For the high-net worth individual, the UK has long been near the top of the list as a place to live, work and bring up a family. Its capital is a truly global city; the country is, of course, English-speaking; and there’s a vibrant and diverse cultural scene which makes it popular with spouses, partners and children. The UK’s schools and universities are globally respected and the rest of Europe is a very short journey away.
But, like any important decision, thought and planning before the move tends to pay dividends later.
Acquiring the legal right to stay in the UK is probably the most fundamental task facing the new arrival.
For some lucky few, like the Duchess of Sussex, marriage to a British citizen will provide a ready immigration route. To gain a right of residence spouses must prove an ability to speak English, if they are not from an English speaking country, and demonstrate a minimum annual income of just under £19,000 or a capital balance of £62,500 – neither requirement likely to prove any difficulty for the royal newlyweds.

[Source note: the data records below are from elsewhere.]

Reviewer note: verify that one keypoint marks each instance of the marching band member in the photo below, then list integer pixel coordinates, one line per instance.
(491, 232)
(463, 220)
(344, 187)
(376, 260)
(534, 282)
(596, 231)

But for those without a British Prince Charming, the routes of Tier 1 Entrepreneur and Tier 1 Investor are favourites. Whilst both categories require a capital investment in the United Kingdom economy, the criteria are very different and selecting the right route is critical to having a secure future in the UK.

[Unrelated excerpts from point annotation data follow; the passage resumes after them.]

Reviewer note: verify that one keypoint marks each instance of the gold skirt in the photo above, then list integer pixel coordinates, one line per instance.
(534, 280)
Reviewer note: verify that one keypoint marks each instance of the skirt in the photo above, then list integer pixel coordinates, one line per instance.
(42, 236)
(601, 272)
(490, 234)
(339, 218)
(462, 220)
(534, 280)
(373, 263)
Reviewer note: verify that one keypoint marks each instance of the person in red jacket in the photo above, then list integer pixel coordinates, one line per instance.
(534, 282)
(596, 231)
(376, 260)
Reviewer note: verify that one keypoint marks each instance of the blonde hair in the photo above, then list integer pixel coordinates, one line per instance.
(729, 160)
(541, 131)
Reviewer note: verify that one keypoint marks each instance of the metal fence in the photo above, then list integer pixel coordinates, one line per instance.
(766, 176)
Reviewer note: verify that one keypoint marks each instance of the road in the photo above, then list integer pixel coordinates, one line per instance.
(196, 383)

Tier 1 Entrepreneurs must show that they have at least £200,000 to invest in a new or existing UK business as well as sufficient funds to support themselves and any family members moving with them to the UK. The main applicant must pass an English language requirement and be involved in the running of the business – this is very much a “working” category. Extension of the status at the end of the first 3 years is dependent on the continuing investment in the business and creation of at least two new full-time jobs filled by resident workers.
The Tier 1 Investor route, the UK’s version of the golden visa route, does not require any English language skills nor the involvement in the running of a business or job creation. But a much higher capital balance of at least £2 million must be invested either in UK Government bonds or in UK trading companies. Extension of the status at the end of the first 3 years is dependent on the investment being maintained. If the value of the investment decreases there is no need to top up. However, the proceeds of any sale, whether for a loss or profit, must be reinvested.

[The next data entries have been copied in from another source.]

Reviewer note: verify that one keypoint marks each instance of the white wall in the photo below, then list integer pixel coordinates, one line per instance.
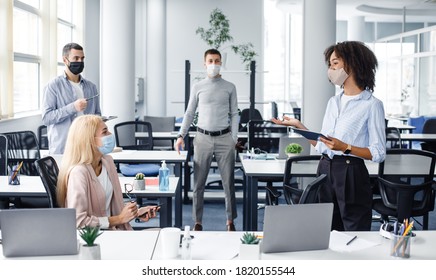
(183, 18)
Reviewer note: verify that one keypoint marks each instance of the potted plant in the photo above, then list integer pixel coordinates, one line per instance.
(90, 250)
(293, 149)
(139, 182)
(218, 33)
(249, 248)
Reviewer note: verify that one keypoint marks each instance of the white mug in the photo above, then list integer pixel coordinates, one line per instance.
(170, 237)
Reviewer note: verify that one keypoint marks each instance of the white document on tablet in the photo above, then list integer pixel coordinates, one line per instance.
(311, 135)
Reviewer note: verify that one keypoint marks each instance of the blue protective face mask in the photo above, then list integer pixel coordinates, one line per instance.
(108, 142)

Some high net worth players may travel, work and invest alone but the truth is that the vast majority have family who move with them or wish to stay for lengthy periods. The United Kingdom is more generous than many countries allowing both married and long term unmarried partners to accompany the main applicant. Children are, of course, also welcome so long as they are under the age of 18 and still part of the family unit at the time of the first arrival.
Tier 1 Investors and entrepreneurs, just like Ms Markle as a spouse, may qualify for indefinite leave to remain in the United Kingdom after a qualifying period of residence of 5 years. Indefinite leave to remain is, as the name suggests an indefinite right to live and, if desired, work in the UK. Once obtained it is not necessary to maintain any of the investments or continue in business. However, Tier 1 applicants able to create more jobs or with more cash may be able to qualify earlier than the royal bride – for example, a capital investment of £10 million will allow a Tier 1 Investor to obtain indefinite leave to remain after just 2 years
However, all Tier 1 applicants for indefinite leave to remain must stringently monitor the amount of time that they spend outside the UK during the qualifying residence period. Recent changes to the Immigration Rules mean that both the main applicant and the spouse must not be outside the United Kingdom for more than 180 days in any rolling 12 month period during the qualifying period.
And if the ultimate aim is to be naturalised as a British citizen (which can be obtained after living in the UK for at least five years and having indefinite leave to remain for at least one year) time spent outside the UK should ideally be no more than 90 days per year.
The UK is, of course, currently shrouded in the uncertainty of Brexit but it’s unlikely that the country is about to close its doors to the money and high-value skillsets that high net worth families will bring. The hope will be that the British passport (whatever its colour) will continue to be an attractive asset for the international financial high-flier.